Ces mots résonnèrent profondément, faisant vaciller, l’espace d’un instant, la maîtrise de Rishit. Il recula légèrement, son regard trahissant une vulnérabilité rare. "Je te fais confiance," dit-il doucement, presque à contrecœur. "Mais te faire confiance ne change rien au danger."

"Alors laisse-moi partager ce fardeau," insista Siya, sa voix ferme et résolue. "Je ne te demande pas de me protéger. Je te demande d’être ton partenaire."

Rishit hésita, ses défenses vacillant sous le poids de ses paroles. Finalement, il hocha la tête, même si une lueur méfiante persistait dans son regard. "Nous en parlerons.

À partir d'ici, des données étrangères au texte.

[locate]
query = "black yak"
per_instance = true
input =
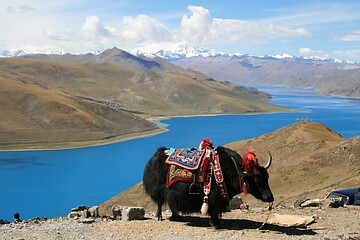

Mais pas ce soir."

Siya soutint son regard un instant de plus avant d’acquiescer et de quitter la pièce. Lorsque la porte se referma derrière elle, Rishit expira lourdement, ses épaules encore alourdies par le poids de ses responsabilités. Les fissures dans les fondations s’élargissaient, et il ignorait combien de temps encore il pourrait maintenir l’édifice debout.